Tested at 0.25%, the Hydrolyzed Rice Protein Extract significantly increases the synthesis of procollagen I by 17% in normal reconstructed skin as well as the synthesis of procollagen I by 37% in deficient reconstructed skin.

The active ingredient also significantly increases the synthesis of fibrillin-1 by 28% in normal reconstructed skin and returns it to normal (+150%) in deficient reconstructed skin.

Last, it significantly boosts the synthesis of collagen VII by 14% in normal reconstructed skin and maintains the synthesis of collagen VII at 80% of normal in deficient reconstructed skin (Figure 6).

Figure 6. Effect of the Hydrolyzed Rice Protein Extract on the synthesis of collagen VII by deficient reconstructed skin.

All these results show that the Hydrolyzed Rice Protein Extract re-establishes the expression of markers of the extracellular matrix and the dermal-epidermal junction and also enables the reconstruction of mature epidermis.

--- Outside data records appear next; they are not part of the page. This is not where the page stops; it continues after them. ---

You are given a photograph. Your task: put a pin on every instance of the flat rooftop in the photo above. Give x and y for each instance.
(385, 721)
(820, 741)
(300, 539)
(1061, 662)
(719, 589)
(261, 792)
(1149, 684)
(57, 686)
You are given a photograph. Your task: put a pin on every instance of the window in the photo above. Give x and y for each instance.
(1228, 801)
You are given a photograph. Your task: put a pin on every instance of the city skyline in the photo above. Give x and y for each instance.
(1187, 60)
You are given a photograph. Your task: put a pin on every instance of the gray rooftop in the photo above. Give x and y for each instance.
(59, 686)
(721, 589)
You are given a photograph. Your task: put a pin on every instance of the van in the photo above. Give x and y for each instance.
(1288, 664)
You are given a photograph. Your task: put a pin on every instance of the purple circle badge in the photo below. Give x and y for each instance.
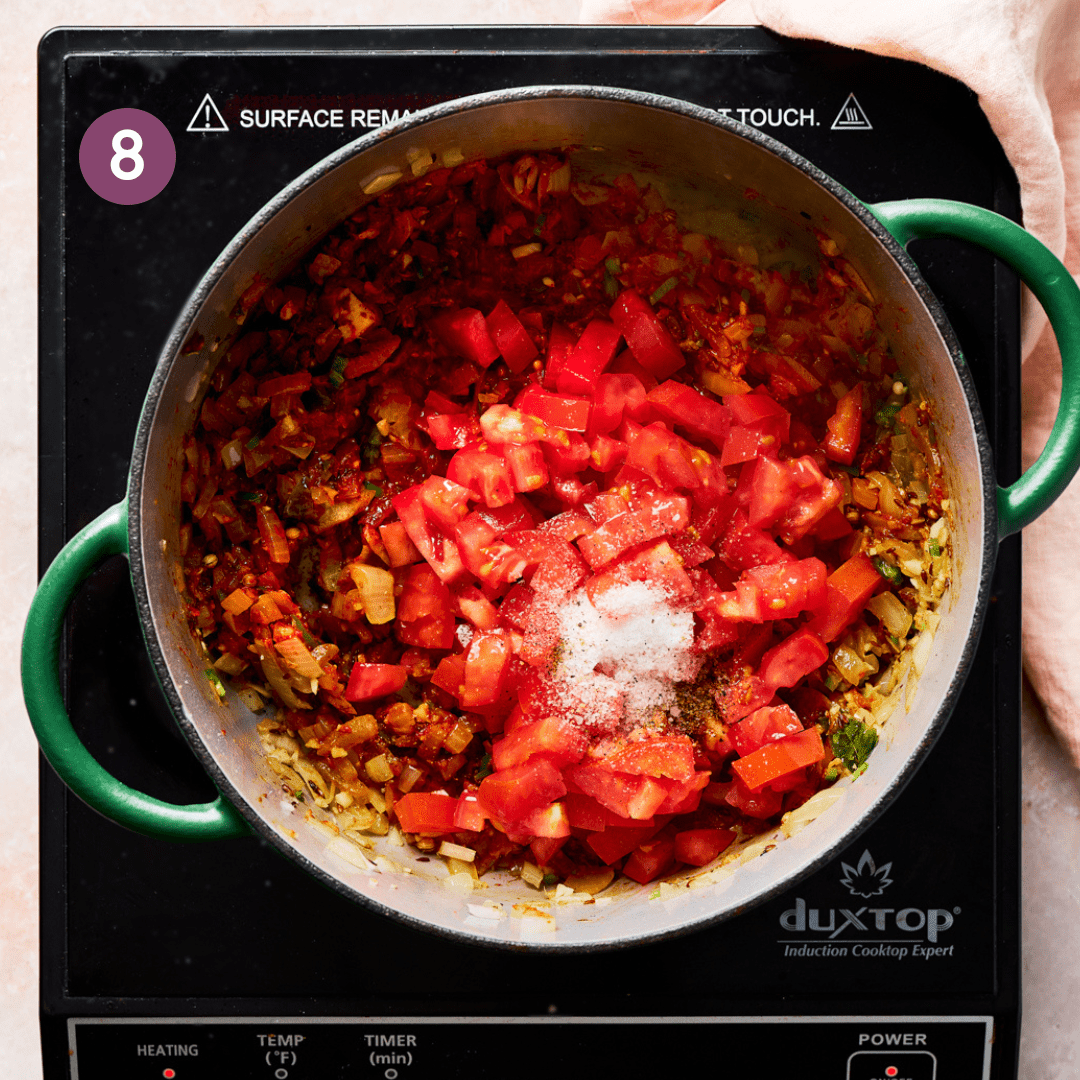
(127, 156)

For its Vaccinium Macrocarpon Fruit Extract, the company has identified an overall anti-aging potential in the cranberry co-product resulting from its high protein content. A technological process was then developed to extract and purify these biopeptides. The powerful anti-aging efficacy of this active ingredient results from the molecular diversity of cranberry biopeptides. It favors the proliferation of keratinocytes and their differentiation, thereby strengthening the barrier function and giving a healthy-glow effect. In addition, the active ingredient restores the undulated structure of the dermal-epidermal junction and boosts the synthesis of matrix components, thereby providing an anti-wrinkle action.

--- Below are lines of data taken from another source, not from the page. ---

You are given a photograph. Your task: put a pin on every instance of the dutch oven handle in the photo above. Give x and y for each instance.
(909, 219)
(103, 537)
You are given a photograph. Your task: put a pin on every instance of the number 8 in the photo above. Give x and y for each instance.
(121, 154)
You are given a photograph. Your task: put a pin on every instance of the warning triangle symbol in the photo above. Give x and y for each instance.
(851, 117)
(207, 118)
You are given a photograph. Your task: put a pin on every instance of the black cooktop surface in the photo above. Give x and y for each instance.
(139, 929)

The Hydrolyzed Rice Protein Extract is rich in rice di- and tripeptides. It revitalizes metabolic functions and improves recovery capacities after stress by supplying the skin with nutrients required for its correct operation and functioning (data not shown in this publication). It compensates for nutritional imbalances by maintaining the synthesis of dermal-epidermal junction proteins and extracellular matrix proteins, and also by enabling the formation of a mature epidermis. With this ingredient, the skin is better nourished and revitalized, and once again has its youthful appearance.